One hundred and forty-two years after the Congress of Berlin, the same nightmarish scenario is playing out again: Turkish forces are killing Armenians. And like the Europeans of times past, we just don’t seem to get it. How many Armenians have to die before we understand that life and culture are precious and must be defended?
On September 26, in a curious repetition of historical precedents, Turkish forces—and their Azeri allies—launched a full-scale attack on Artsakh and Armenia. The attack was not unexpected. Azerbaijan shelled Armenia in the middle of July of this year. Azeri and Turkish forces held joint military exercises at the end of July and beginning of August in Nakhichevan, after which Turkey generously decided to leave some of its military and equipment in the hands of their Azeri “brothers.” As I write this, that equipment and military—along with the thousands of mercenaries whom Turkey recruited in Syria, paid for, and sent to Azerbaijan—is engaged in an attack on the whole “line of contact” between Azerbaijan and Artsakh.
The events are unquestionably a repetition of historical precedents. When the Ottoman Turks decided that Armenians were personae non gratae in the entire world—that their existence was simply intolerable—they visited massacre upon massacre upon them—the 1878 massacres, the Hamidian massacres (1894-1896), the Adana massacres (1909), to mention a few of them—until they launched a full-scale genocide against them in 1915.
While the Turks were doing what they apparently do best, the governments of the European Powers—France, England, Russia, and Germany—did everything to advance their own interests in the Middle East, and nothing to stop what was clearly a growing threat against the world’s first Christian Nation: Armenia. To be sure, men like Gladstone and Clemenceau denounced the massacres. They issued threatening letters. They took the moral high ground. The problem was that their moral high ground flew so high that it did not touch the world. Their words sailed straight over the heads of the killers, who kept on killing because they realized what any elementary school student does: “sticks and stones may break my bones, but words will never touch me.”
The Armenians understood this too. At the Congress of Berlin in 1878, Khrimian Hayrig, who was to become the leader of the Armenian Church, the Catholicos of all Armenians, pointedly asked European leaders, who like him were Christian: “There, where guns talk and swords make noise, what significance do appeals and petitions have?” His words fell on deaf ears. And his people paid the price, time after time, until there were none left in the lands that they had made bountiful for thousands of years.

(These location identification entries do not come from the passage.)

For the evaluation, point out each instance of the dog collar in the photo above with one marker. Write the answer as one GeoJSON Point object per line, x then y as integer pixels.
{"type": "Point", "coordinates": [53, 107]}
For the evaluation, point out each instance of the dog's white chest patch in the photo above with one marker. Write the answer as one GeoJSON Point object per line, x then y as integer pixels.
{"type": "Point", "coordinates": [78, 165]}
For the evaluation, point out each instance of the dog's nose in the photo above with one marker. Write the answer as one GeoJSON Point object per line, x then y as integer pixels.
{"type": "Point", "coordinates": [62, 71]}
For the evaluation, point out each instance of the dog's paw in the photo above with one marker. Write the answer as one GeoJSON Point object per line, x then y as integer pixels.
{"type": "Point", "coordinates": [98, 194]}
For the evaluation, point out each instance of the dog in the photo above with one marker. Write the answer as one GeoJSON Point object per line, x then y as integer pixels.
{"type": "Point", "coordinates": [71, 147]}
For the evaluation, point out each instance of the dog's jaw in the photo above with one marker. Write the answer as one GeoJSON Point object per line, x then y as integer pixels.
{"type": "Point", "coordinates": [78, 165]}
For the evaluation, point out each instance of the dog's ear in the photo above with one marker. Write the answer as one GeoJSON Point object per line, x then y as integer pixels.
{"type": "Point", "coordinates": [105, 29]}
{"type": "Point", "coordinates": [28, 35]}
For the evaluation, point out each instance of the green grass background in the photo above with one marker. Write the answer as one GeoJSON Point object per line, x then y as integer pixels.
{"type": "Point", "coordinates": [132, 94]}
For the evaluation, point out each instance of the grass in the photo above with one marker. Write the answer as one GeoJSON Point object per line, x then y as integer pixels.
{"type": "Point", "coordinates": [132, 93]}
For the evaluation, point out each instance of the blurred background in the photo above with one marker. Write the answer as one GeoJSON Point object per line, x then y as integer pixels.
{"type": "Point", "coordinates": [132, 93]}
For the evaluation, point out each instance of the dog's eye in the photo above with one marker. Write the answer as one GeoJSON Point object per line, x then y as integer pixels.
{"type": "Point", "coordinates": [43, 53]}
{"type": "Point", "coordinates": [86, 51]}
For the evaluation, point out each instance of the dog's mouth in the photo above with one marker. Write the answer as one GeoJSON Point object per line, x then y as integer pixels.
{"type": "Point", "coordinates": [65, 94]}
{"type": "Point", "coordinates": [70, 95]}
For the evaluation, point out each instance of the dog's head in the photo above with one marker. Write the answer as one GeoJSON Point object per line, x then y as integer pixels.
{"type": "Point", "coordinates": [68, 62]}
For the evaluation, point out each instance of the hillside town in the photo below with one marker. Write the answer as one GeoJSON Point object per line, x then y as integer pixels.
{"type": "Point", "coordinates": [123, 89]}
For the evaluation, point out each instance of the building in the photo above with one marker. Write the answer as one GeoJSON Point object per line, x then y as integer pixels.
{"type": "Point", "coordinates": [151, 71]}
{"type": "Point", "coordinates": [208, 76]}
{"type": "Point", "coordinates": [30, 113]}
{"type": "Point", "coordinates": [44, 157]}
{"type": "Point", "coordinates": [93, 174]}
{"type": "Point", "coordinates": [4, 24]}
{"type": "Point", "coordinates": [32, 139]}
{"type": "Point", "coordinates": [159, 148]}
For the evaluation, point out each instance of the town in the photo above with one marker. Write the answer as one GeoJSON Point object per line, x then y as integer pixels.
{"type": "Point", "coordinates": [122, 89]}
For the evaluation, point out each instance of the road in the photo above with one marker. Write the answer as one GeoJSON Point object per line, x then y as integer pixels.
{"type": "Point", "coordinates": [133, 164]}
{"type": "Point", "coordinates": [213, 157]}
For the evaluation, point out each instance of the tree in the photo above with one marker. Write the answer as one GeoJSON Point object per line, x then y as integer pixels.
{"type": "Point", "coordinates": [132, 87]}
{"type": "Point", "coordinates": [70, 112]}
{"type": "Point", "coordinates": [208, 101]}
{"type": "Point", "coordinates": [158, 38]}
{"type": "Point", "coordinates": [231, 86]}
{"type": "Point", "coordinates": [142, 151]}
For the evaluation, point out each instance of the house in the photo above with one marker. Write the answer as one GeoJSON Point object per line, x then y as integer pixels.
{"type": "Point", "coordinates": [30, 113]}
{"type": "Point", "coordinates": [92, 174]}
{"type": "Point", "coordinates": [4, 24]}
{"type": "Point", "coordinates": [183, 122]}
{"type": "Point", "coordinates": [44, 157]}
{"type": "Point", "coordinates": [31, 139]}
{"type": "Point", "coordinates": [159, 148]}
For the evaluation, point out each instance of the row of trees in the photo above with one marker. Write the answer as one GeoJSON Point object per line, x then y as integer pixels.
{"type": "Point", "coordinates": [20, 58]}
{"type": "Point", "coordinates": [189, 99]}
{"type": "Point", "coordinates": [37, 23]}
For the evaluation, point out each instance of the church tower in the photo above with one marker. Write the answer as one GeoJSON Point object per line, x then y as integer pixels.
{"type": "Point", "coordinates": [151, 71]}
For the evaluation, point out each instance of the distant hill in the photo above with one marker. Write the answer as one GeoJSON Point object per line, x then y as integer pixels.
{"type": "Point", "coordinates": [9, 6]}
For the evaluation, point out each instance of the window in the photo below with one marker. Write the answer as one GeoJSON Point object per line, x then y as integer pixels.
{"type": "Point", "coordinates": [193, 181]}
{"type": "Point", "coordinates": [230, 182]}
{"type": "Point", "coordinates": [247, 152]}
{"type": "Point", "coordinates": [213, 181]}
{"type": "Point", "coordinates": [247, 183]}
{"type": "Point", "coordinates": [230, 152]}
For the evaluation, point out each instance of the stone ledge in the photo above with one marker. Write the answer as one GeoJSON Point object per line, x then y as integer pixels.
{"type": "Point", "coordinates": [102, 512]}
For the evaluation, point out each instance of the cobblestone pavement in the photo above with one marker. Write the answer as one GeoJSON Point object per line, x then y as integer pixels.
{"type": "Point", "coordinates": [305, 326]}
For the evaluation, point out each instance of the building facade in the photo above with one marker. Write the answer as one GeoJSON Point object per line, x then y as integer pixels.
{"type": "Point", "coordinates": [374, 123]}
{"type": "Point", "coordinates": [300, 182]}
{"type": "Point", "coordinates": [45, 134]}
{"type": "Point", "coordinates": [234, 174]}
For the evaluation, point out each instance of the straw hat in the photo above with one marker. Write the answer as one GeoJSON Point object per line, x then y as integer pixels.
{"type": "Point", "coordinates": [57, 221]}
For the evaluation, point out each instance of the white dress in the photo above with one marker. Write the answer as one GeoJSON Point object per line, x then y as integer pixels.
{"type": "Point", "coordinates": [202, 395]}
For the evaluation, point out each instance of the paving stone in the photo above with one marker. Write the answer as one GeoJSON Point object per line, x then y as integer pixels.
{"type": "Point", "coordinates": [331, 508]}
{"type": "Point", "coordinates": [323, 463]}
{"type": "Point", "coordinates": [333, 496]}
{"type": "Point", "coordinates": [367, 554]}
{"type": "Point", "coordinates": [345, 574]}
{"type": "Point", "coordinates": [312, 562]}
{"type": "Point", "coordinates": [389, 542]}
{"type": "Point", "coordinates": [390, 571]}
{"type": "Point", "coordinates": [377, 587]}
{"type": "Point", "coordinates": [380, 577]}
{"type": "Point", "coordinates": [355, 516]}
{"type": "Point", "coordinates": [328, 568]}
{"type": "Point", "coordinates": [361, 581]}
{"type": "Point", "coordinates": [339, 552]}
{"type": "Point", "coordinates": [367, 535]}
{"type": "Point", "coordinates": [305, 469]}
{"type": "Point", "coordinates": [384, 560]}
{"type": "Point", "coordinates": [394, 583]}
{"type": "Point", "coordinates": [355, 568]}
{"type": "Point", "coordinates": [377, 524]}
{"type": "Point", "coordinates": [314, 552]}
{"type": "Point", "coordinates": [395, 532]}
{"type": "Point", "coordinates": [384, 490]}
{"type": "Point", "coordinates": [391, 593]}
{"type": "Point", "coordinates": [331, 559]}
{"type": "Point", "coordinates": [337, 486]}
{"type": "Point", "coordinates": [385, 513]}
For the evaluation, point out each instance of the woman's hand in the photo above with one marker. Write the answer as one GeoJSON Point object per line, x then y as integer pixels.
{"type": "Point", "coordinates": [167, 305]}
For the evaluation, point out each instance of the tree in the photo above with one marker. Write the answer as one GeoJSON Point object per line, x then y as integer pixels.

Hitler also understood the Turkish precedent. Once he had remilitarized the Rhineland without the Entente raising a finger, he set his sights on grander goals. From Germany’s Turkish allies, he had learned that political leaders who complain and don’t act will quickly forget what the fuss was about. He claimed as much in the Obersalzberg Speech he gave a week before the Nazis invaded Poland:
Our strength consists in our speed and in our brutality. Genghis Khan led millions of women and children to slaughter—with premeditation and a happy heart. History sees in him solely the founder of a state. It’s a matter of indifference to me what a weak western European civilization will say about me. I have issued the command—and I’ll have anybody who utters but one word of criticism executed by a firing squad—that our war aim does not consist in reaching certain lines, but in the physical destruction of the enemy. Accordingly, I have placed my death-head formation in readiness—for the present only in the East—with orders to them to send to death mercilessly and without compassion, men, women, and children of Polish derivation and language. Only thus shall we gain the living space (“Lebensraum”) which we need. Who, after all, speaks today of the annihilation of the Armenians? [“Wer redet heute noch von der Vernichtung der Armenier?”]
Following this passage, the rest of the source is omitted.